Evandro J.R. Silva and Cleber Zanchettin. "A Voronoi Diagram Based Classifier for Multiclass Imbalanced Data Sets". 2016 5th Brazilian Conference on Intelligent Systems (BRACIS), pp. 109 - 114, 2016.

[1] Chin-Liang Chang. "Finding Prototypes For Nearest Neighbor Classifiers". IEEE Transactions on Computers, vol. C-23, no. 11, pp. 1179 - 1184, 1974.

Files

  • dataset
    • A folder with all data sets used in the experiments. Each data set file contains n+1 rows and d+1 columns, in which n is the number of instances and d is the number of dimensions, or attributes. The first row shows three information: (1) the number of instances, (2) the number of attributes and (3) the number of classes. All other rows correspond to the instances themselves. The first d columns correspond to the attributes and the last column refers to the class.
  • VDBC.m: VDBC algorithm function file;
  • colAUC.m: function to calcualte AUC metric;
  • distance.m: function to calculate Euclidean distance among vectors;
  • getDB.m: function to read a data set file and preprocess it for VDBC;
  • main_VDBC.m: main function which loads a data set, calls VDBC and saves results.

How to use

In the main file the number of folds (for cross-validation) is set and each data set is loaded by name.

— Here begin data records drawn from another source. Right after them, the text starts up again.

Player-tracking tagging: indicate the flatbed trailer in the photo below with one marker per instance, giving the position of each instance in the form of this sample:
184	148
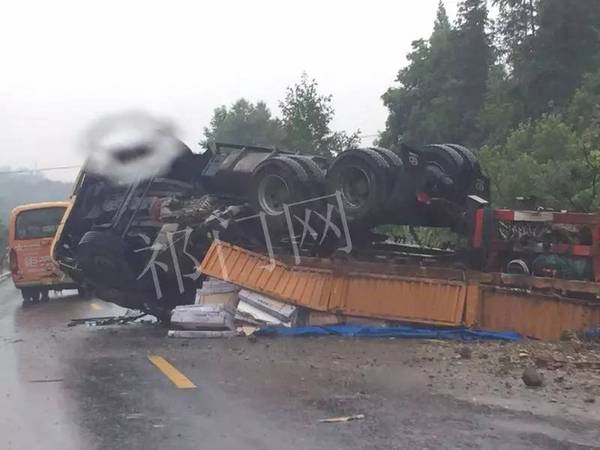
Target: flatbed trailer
433	290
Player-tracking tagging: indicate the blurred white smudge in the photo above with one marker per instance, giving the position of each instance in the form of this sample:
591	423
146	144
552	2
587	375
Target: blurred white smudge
129	146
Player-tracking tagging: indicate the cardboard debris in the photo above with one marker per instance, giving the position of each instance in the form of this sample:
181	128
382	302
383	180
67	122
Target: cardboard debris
366	321
258	309
217	292
203	317
319	319
342	419
190	334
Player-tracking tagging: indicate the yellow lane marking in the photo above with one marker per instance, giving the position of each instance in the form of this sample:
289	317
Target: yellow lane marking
178	379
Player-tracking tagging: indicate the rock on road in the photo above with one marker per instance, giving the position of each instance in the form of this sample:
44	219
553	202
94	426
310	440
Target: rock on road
94	388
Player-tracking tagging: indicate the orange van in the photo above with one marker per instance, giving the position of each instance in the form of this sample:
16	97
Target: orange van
31	230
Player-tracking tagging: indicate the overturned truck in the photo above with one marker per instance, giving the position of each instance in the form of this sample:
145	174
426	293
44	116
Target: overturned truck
138	244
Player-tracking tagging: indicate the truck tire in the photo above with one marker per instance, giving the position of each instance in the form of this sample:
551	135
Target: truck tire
30	296
361	178
396	175
278	181
448	159
104	259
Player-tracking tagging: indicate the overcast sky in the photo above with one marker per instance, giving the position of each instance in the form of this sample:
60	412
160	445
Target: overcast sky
63	63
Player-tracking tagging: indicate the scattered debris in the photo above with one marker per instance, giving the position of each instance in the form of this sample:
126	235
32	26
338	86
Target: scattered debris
211	317
218	292
319	319
106	320
465	352
46	380
247	330
343	419
190	334
262	309
532	378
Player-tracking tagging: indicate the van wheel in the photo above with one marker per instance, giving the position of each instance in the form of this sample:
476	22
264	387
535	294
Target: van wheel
30	296
84	293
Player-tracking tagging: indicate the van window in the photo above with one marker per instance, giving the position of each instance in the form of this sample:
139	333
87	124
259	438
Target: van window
38	223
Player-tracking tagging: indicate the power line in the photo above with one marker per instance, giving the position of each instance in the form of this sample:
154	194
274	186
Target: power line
43	169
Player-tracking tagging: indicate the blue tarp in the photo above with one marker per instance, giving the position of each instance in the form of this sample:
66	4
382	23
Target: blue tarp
402	331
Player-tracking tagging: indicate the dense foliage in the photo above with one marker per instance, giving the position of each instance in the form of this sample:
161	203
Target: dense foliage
525	90
304	127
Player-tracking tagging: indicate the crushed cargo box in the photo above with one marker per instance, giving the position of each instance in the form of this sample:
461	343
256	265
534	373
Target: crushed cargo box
217	292
203	317
264	310
532	306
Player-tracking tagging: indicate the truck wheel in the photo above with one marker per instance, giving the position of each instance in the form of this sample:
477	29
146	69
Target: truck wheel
360	176
30	296
276	182
84	292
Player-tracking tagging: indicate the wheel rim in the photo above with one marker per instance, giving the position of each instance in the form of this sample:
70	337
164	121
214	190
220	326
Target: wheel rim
273	193
355	186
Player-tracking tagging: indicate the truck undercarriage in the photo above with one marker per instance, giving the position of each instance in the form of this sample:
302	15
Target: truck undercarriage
139	244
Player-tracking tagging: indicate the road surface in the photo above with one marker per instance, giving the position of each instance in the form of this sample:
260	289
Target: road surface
95	388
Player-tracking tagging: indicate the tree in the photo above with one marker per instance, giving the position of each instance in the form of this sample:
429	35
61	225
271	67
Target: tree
306	118
473	57
550	45
555	158
442	90
244	123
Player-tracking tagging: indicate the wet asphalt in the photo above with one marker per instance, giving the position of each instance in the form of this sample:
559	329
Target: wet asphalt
87	387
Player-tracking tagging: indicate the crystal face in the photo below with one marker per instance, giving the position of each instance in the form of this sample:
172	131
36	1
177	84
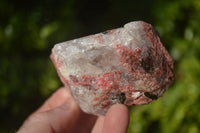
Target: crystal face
127	65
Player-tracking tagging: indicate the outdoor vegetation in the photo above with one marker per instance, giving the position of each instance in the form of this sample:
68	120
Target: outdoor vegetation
29	29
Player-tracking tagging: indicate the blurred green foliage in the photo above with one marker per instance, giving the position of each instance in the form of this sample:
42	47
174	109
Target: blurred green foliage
29	29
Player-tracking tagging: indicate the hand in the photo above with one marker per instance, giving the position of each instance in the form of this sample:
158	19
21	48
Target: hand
61	114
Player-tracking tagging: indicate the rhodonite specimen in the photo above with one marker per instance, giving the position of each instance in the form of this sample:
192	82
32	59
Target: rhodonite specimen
128	65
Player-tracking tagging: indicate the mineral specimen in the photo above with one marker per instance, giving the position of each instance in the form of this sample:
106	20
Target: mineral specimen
127	65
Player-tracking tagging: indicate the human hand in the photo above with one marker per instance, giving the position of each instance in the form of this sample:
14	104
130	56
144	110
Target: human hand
61	114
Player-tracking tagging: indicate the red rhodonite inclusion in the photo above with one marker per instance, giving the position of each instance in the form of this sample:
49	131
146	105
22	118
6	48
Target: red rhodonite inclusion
146	70
149	70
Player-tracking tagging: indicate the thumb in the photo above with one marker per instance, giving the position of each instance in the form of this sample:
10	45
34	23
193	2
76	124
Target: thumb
57	120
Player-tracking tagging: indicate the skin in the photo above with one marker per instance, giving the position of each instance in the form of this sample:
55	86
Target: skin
61	114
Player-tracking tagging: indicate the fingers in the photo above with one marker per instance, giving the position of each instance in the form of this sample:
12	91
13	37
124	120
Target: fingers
57	120
116	120
98	125
84	124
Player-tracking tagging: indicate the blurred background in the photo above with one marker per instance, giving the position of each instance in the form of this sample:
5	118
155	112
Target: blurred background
29	29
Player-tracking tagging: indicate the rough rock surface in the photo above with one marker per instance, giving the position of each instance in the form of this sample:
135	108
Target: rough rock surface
127	65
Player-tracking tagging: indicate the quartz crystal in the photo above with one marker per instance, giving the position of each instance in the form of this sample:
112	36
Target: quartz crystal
127	65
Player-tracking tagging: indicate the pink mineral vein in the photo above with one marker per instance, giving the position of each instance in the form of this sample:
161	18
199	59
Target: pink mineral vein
127	65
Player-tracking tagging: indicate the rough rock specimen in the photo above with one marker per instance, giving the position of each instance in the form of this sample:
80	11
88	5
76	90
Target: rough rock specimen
127	65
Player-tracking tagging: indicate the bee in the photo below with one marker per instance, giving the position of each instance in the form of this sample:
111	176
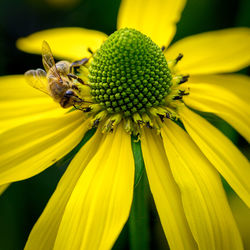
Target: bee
57	79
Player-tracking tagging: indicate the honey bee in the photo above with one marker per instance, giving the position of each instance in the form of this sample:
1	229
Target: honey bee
56	80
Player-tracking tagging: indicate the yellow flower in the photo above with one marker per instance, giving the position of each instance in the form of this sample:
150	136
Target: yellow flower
92	201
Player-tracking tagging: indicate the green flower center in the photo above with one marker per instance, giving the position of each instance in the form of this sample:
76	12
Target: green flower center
129	74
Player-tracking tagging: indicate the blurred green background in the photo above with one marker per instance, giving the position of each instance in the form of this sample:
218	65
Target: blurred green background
23	202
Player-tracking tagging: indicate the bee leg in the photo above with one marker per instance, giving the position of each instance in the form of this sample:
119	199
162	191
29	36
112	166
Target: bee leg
70	76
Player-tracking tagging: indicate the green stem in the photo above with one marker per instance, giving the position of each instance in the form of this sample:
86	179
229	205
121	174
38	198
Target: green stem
139	231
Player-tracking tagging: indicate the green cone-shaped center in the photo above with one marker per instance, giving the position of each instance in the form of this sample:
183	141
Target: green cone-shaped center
129	73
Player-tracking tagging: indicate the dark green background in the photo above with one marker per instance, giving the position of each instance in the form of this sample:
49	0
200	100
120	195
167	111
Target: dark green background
23	202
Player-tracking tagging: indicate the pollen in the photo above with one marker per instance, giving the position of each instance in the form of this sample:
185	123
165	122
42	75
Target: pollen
129	74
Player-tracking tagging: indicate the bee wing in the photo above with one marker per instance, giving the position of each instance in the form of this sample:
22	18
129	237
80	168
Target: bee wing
48	61
37	79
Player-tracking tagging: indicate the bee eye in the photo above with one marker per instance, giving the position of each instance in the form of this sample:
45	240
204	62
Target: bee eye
69	92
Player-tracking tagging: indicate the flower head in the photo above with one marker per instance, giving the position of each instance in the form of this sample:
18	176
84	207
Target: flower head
132	83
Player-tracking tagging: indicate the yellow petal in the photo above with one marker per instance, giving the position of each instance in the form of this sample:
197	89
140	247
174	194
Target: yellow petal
226	96
3	188
204	201
220	151
43	234
30	148
66	43
99	205
155	18
166	193
212	52
21	103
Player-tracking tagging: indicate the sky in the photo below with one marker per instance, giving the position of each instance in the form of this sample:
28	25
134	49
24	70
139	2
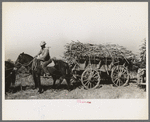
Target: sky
26	24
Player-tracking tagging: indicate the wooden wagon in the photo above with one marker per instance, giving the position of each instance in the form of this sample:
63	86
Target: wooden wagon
91	60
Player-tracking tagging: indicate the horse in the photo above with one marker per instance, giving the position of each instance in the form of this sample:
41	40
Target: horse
59	71
10	75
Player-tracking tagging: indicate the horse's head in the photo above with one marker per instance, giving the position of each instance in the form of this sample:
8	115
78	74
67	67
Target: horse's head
23	59
20	59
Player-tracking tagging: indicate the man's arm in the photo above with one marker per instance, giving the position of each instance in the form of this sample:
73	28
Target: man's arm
44	55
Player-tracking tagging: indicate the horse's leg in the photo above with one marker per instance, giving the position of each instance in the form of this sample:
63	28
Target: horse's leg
39	84
68	82
35	79
54	80
60	80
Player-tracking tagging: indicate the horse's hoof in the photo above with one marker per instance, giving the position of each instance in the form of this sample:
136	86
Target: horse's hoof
40	91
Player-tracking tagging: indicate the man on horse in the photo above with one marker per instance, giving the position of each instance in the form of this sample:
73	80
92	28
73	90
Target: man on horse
44	56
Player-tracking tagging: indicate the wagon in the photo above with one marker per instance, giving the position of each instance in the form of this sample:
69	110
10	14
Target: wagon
91	60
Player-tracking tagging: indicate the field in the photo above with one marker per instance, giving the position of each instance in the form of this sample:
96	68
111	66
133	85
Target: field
24	90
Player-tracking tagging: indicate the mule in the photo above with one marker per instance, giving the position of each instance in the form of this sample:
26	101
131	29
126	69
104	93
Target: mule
59	71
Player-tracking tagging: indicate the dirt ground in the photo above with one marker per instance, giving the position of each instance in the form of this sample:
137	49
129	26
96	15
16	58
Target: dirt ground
106	90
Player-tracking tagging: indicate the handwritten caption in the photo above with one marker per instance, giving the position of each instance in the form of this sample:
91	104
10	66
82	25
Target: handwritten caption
83	101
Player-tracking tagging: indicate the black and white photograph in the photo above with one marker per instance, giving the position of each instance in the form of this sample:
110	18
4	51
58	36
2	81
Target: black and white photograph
61	58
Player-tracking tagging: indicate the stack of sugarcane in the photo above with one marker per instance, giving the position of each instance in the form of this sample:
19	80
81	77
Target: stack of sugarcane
78	50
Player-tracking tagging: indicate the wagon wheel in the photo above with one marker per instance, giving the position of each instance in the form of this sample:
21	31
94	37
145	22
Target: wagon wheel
90	78
119	75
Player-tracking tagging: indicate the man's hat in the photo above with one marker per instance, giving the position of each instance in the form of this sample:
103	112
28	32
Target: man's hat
42	43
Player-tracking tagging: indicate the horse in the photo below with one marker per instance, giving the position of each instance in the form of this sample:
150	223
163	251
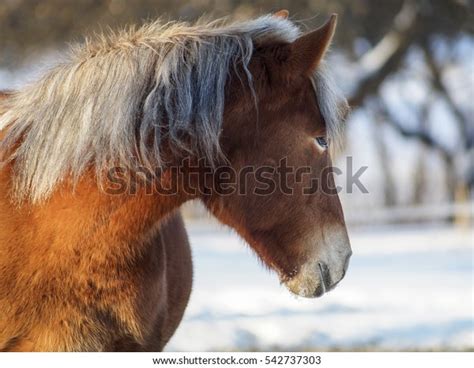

If you want to change the number of folds to divide the data, just change the value of numFolds variable.

If you want to load your own data set you may do it in two ways: (1) create a .dt file as specified before, inside the dataset fold, or (2) feed the parameters with the respective values of the new data set. The parameters are as follows:

  • dataF: data features, consists in a matrix n x d. Each row is an observation, or instance, and each column is an attribute;
  • dataTNum: data targets as numbers, i.e., numbered classes (1, 2, 3, ...). Consists in a column vector with the class of each instance;
  • numCls: the number of classes;
  • numDim: the number of dimensions or attributes;
  • numFolds: the number of folds for cross-validation.

With these parameters VDBC will divide data, run normally and return a vector with numFolds MAUC values, wich are the VDBC performance in each fold. These results are automatically saved in the Matlab workspace.